Уже к началу октября Зайцевым было законспектировано двадцать четыре работы Владимира Ильича! Не важно, что они в оригинале состояли каждая из одной - двух страниц, а в конспекте - и того меньше, главное заключалось в том, что личный комплексный план был не только выполнен и перевыполнен, но и был установлен абсолютный рекорд по всей части!

Это с радостью констатировал майор Подметаев, который прибыл в первую октябрьскую субботу проводить в хозроте политзанятия.

Сначала политработник проверил наличие конспектов у всех солдат роты, сличая число работ с цифрами, записанными на листках личных соцобязательств, принесенных старшиной из каптерки. Раньше самым большим конспектом в роте обладал Золотухин. За ним шли Выходцев и другие «громилы». Но их конспекты с выцветшими от времени чернилами, пожелтевшими страницами и толстыми табличками на обложках, вызывали определенные сомнения у политработника, который не был лишен здравого смысла. Поэтому он молчаливо откладывал их в сторону и помечал у себя в блокноте «галочкой» выполнение. Когда же майор взял в руки толстую тетрадь Зайцева, он заметно оживился: налицо была настоящая работа! Не важно, каков был конспект по содержанию! Главное, что он был написан аккуратно и, что самое существенное, в нем содержалось целых двадцать четыре работы Ленина!

Как только майор закончил перелистывать конспект Зайцева, Розенфельд, сидевший рядом с ним за преподавательским столом, вдруг что-то невнятно пробурчал. Подметаев заулыбался. - Встаньте, товарищ Зайцев! - сказал он. - Дайте мне на вас посмотреть!

Иван встал и с недоумением уставился на военачальника.

- Это вы сами законспектировали? - поинтересовался политработник.

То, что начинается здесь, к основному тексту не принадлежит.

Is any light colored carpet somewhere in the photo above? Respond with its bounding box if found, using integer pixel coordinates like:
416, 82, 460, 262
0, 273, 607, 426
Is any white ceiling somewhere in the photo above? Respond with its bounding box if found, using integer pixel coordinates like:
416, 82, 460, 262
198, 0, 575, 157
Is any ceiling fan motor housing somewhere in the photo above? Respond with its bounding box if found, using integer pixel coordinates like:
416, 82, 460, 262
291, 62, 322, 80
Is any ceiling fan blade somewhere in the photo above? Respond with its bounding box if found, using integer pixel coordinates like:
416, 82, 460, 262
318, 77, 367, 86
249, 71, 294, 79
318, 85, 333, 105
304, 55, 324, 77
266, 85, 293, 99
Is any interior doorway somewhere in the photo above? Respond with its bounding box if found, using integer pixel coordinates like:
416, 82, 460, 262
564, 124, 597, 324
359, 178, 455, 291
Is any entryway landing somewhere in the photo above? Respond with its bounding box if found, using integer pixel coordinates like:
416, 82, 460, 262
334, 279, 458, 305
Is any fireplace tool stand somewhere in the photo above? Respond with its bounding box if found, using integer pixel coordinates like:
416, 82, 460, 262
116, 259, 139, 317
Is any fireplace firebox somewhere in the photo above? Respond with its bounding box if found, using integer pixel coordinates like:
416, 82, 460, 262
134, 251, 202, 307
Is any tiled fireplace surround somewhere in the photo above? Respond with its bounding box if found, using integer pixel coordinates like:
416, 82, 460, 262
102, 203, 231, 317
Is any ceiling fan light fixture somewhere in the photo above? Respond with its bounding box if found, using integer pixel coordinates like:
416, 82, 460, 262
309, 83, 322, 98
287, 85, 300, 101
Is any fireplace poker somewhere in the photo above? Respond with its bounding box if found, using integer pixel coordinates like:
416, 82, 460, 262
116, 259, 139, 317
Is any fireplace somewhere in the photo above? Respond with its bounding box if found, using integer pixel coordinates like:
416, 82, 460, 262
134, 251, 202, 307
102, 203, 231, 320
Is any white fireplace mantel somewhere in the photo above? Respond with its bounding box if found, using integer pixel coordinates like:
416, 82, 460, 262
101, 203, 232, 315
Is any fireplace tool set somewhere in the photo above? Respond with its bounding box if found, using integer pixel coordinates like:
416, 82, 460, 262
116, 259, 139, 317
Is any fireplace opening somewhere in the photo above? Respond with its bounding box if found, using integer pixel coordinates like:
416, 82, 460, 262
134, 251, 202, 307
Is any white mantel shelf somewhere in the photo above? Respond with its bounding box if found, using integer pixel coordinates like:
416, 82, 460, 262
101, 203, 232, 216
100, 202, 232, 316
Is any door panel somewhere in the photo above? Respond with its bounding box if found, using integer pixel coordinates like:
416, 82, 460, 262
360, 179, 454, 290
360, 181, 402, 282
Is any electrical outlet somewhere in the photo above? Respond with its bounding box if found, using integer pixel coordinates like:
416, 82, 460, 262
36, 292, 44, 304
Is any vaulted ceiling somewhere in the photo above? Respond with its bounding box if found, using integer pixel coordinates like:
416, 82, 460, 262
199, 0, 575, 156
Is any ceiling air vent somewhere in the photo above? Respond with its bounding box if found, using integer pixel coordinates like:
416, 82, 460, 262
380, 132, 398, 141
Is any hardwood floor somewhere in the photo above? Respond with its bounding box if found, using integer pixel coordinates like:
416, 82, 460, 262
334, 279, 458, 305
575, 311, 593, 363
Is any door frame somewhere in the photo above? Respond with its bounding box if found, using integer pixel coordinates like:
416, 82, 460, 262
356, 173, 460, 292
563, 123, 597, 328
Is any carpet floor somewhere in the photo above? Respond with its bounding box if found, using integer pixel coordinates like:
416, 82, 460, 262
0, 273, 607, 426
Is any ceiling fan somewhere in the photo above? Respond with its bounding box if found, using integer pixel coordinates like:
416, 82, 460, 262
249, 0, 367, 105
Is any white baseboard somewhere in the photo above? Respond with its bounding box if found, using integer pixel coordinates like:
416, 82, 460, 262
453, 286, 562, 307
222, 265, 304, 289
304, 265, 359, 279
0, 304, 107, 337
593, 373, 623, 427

- Так точно! А что тут такого? - воскликнул Иван.

Подметаев встал и с изумлением вперил в него острый взгляд.

- Ты представляешь себе, какую большую и важную работу проделал? - спросил он после некоторой паузы.

- Я просто законспектировал несколько статей Ленина, - сказал Иван. - Коль скоро я взял соцобязательства, их пришлось выполнять! Вот я и выполнил, правда, немного больше…

Товарищи, слышавшие весь этот разговор, с недоумением переглядывались.

Зайцев глянул на Золотухина, потом на Выходцева и уловил на их лицах растерянность и даже…страх. - Что с ними? - подумал он.

- Рота! Встать-смирно! - внезапно выкрикнул майор. Все с грохотом подскочили.

- За отличную работу в деле конспектирования трудов нашего родного товарища Ленина объявляю добросовестному и исполнительному воину ефрейтору Зайцеву от имени Политотдела благодарность!

- Служу Советскому Союзу! - пролепетал Иван.

После занятия, на котором майор Подметаев в очередной раз разгромил американский империализм, разоблачил полуголодное существование трудящихся капиталистического мира и доказал передовой характер коммунистического учения, Зайцев оказался как бы в вакууме. Товарищи старались обходить его стороной. Даже Таманский как-то робко подошел к нему и спросил: - Как это ты, Ваня, ухитрился проделать такую работу? Ведь этак можно и с ума сойти!